Zero Dark Thirty
Director: Kathryn Bigelow
Starring: Jessica Chastian, James Gandolfini
Zero Dark Thirty was originally supposed to be a movie about the search for Osama Bin Laden—however, its content was dramatically changed when Bin Laden was actually found and killed. This could potentially explain why Kathryn Bigelow’s second Middle East war film feels as lengthy and ineffective as waterboarding.
Spanning 10 years and jumping around the globe, the story largely follows Maya’s (Jessica Chastain) experience of trying to find Bin Laden.
Maya is essentially the only character in the film and unfortunately lacks depth. Chastain is a stellar actress but isn’t given nearly as much to work with when she has to shuffle between either grim determination or with momentary pauses where she considers what her work has her doing.
Unlike Bigelow’s Best Picture winner The Hurt Locker, Zero Dark Thirty feels detached from its one semi-developed character. Why Maya seems almost obsessively devoted to finding Bin Laden is never explored and the few moments of her seeming self-doubt or existential crisis are too infrequent and not nearly powerful enough. The strength of films like Apocalypse Now, Platoon and The Deer Hunter was the connection to the protagonists’ experience of war—a fact that writer Mark Boal seems to have forgotten here.
The story of how Bin Laden was found is undoubtedly an interesting one and given a more focused plotline or better characterization it could be a great film. Zero Dark Thirty offers nothing in those fields—it’s an hour of torture sequences, followed by board meetings with people whose jobs are not explained, and concludes with the half-hour final assault on Bin Laden’s suspected hiding place.

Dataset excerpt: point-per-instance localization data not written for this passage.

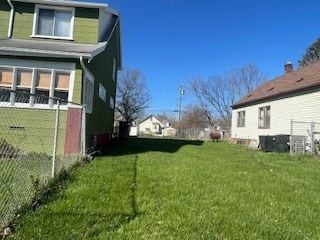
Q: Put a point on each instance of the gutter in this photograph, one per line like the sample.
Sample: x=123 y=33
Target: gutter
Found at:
x=11 y=19
x=103 y=47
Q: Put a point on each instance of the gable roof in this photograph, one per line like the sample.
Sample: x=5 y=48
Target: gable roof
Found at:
x=302 y=79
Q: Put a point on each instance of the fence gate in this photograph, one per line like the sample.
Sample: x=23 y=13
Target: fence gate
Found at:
x=39 y=137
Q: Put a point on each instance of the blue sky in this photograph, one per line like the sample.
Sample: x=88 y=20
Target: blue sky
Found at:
x=173 y=40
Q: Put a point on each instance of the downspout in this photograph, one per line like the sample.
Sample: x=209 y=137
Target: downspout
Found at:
x=11 y=19
x=87 y=75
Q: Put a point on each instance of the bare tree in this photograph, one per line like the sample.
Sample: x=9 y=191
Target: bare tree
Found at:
x=132 y=95
x=194 y=117
x=217 y=94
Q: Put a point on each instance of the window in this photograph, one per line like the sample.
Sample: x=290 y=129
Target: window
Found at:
x=55 y=23
x=23 y=84
x=43 y=83
x=241 y=118
x=102 y=92
x=264 y=117
x=6 y=77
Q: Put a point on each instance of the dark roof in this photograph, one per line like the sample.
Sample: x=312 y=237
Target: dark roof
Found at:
x=40 y=48
x=301 y=79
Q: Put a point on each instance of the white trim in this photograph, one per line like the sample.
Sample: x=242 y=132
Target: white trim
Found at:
x=38 y=106
x=44 y=65
x=36 y=22
x=36 y=66
x=71 y=4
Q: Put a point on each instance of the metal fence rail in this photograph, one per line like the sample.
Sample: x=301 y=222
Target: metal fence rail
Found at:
x=39 y=137
x=304 y=138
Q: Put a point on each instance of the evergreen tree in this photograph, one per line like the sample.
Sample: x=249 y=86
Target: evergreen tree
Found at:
x=312 y=54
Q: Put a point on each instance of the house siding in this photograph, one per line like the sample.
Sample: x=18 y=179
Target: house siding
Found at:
x=298 y=108
x=86 y=24
x=32 y=129
x=150 y=126
x=77 y=88
x=100 y=121
x=4 y=18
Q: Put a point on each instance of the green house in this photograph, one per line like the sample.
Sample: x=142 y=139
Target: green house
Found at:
x=67 y=50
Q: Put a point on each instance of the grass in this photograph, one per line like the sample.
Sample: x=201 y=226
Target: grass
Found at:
x=174 y=189
x=21 y=178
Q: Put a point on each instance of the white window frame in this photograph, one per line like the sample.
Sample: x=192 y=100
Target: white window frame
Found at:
x=264 y=122
x=35 y=66
x=36 y=22
x=102 y=92
x=241 y=118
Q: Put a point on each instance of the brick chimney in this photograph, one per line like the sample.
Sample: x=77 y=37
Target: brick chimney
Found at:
x=288 y=67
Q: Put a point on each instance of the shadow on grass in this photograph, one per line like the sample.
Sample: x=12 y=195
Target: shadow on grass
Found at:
x=127 y=146
x=87 y=223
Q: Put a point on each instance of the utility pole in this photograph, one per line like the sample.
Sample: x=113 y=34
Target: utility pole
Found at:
x=181 y=93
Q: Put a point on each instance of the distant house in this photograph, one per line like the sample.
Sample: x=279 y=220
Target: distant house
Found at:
x=150 y=126
x=269 y=109
x=64 y=49
x=153 y=126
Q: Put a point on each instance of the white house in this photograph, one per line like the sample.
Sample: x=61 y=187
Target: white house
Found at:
x=269 y=109
x=150 y=126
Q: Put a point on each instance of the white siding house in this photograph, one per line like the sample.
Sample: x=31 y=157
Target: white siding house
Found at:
x=269 y=109
x=150 y=126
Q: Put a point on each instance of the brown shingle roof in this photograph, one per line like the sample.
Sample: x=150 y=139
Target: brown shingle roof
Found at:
x=300 y=79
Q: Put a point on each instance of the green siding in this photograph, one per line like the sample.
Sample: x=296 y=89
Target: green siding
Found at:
x=4 y=18
x=77 y=88
x=32 y=130
x=86 y=25
x=101 y=119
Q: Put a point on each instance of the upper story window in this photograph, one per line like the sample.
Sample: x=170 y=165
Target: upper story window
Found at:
x=241 y=119
x=264 y=117
x=53 y=22
x=35 y=82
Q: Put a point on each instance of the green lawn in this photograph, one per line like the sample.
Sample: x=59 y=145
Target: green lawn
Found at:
x=171 y=189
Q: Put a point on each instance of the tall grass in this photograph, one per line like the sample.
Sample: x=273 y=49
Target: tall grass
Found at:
x=171 y=189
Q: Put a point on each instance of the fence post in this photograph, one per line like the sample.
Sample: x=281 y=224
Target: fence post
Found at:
x=312 y=137
x=291 y=136
x=83 y=131
x=55 y=141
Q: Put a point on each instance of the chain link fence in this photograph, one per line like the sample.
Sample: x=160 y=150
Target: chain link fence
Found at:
x=304 y=138
x=39 y=137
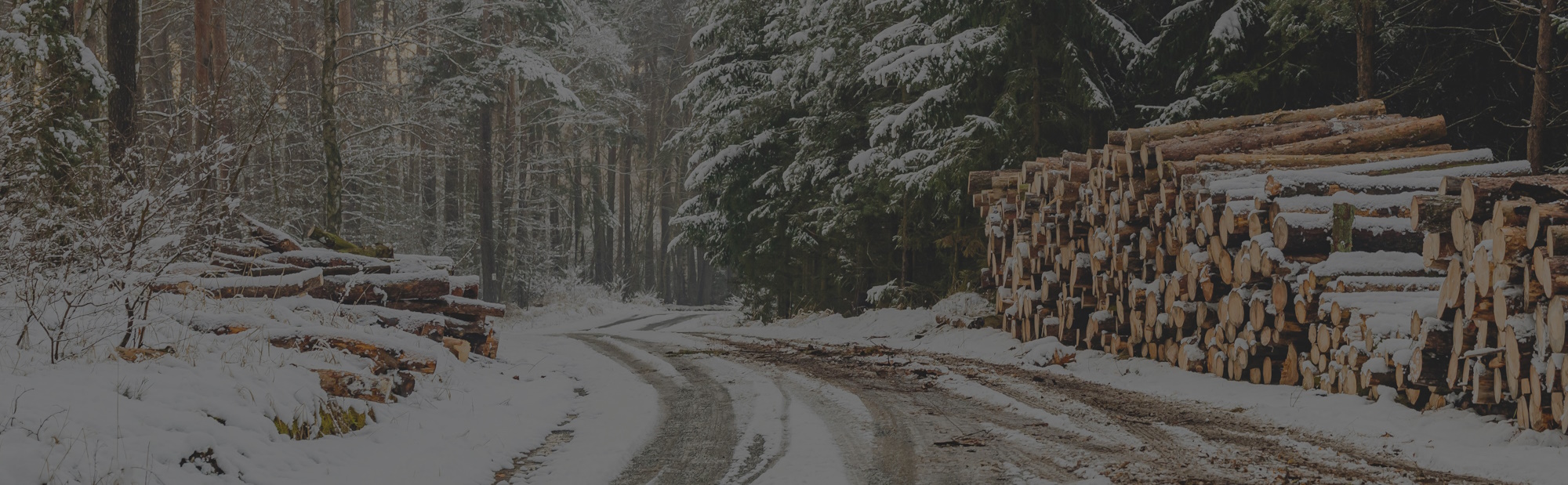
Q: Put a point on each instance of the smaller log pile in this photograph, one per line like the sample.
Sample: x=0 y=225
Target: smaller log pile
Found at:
x=363 y=285
x=1340 y=249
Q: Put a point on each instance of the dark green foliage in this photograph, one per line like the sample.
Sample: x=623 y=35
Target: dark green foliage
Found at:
x=822 y=177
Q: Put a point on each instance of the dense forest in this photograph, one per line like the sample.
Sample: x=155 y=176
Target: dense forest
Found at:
x=800 y=155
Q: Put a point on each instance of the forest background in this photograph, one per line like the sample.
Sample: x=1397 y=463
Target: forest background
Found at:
x=800 y=155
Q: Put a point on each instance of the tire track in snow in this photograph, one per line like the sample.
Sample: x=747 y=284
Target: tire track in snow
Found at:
x=697 y=431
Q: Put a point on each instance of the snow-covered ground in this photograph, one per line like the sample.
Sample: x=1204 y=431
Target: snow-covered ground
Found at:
x=1448 y=440
x=583 y=389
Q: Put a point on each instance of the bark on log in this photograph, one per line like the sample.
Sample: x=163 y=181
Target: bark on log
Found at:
x=382 y=359
x=1481 y=193
x=270 y=237
x=1544 y=216
x=1260 y=161
x=1312 y=233
x=1139 y=136
x=1249 y=139
x=1432 y=213
x=1403 y=135
x=253 y=266
x=454 y=307
x=272 y=287
x=330 y=259
x=374 y=389
x=383 y=288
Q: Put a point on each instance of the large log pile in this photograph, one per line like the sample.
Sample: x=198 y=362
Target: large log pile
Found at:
x=1335 y=249
x=361 y=285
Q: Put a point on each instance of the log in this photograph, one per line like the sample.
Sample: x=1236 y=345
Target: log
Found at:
x=1233 y=161
x=382 y=359
x=1138 y=136
x=1437 y=249
x=253 y=266
x=1382 y=138
x=1552 y=273
x=344 y=384
x=1434 y=346
x=1298 y=233
x=242 y=287
x=275 y=240
x=1329 y=182
x=1481 y=193
x=1247 y=139
x=385 y=287
x=330 y=259
x=454 y=307
x=1432 y=213
x=245 y=249
x=1341 y=227
x=1542 y=216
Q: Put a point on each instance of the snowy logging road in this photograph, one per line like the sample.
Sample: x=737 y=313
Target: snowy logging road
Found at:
x=731 y=409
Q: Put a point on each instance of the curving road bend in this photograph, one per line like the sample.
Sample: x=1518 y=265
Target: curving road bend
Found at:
x=753 y=411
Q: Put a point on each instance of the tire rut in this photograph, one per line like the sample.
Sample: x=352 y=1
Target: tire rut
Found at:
x=697 y=433
x=1225 y=448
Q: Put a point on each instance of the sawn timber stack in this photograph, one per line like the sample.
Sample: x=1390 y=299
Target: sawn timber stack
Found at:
x=360 y=285
x=1340 y=249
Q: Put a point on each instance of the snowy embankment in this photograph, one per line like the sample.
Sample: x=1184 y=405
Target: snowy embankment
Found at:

The climatic military confrontation is well-shot and creates a strong realistic tone. Unfortunately, this scene is undercut by the fact that the soldiers involved are introduced within 15 minutes of the attack occurring and Maya’s reactions to what is happening are not shown once the soldiers land. The scene is ultimately overpowered by the fact that there is no emotional resonance with any of the characters and knowing how the scene will end drops any tension into the ocean.
There are a few other sequences that are poorly constructed—one terrorist attack is so heavily built up that the inevitable explosion is not surprising, another is so quickly passed over that it doesn’t register on any scale.
Zero Dark Thirty will likely be a contender for Oscar season but it really isn’t worth all the attention it is getting. In a way, Bigelow’s film functions as a good metaphor for the killing of Bin Laden in real life—his death was a figurative victory for the United States that doesn’t resolve the larger problems the U.S. is facing. So too, Zero Dark Thirty is a film about the killing of Bin Laden but it is devoid of any soul or larger meaning.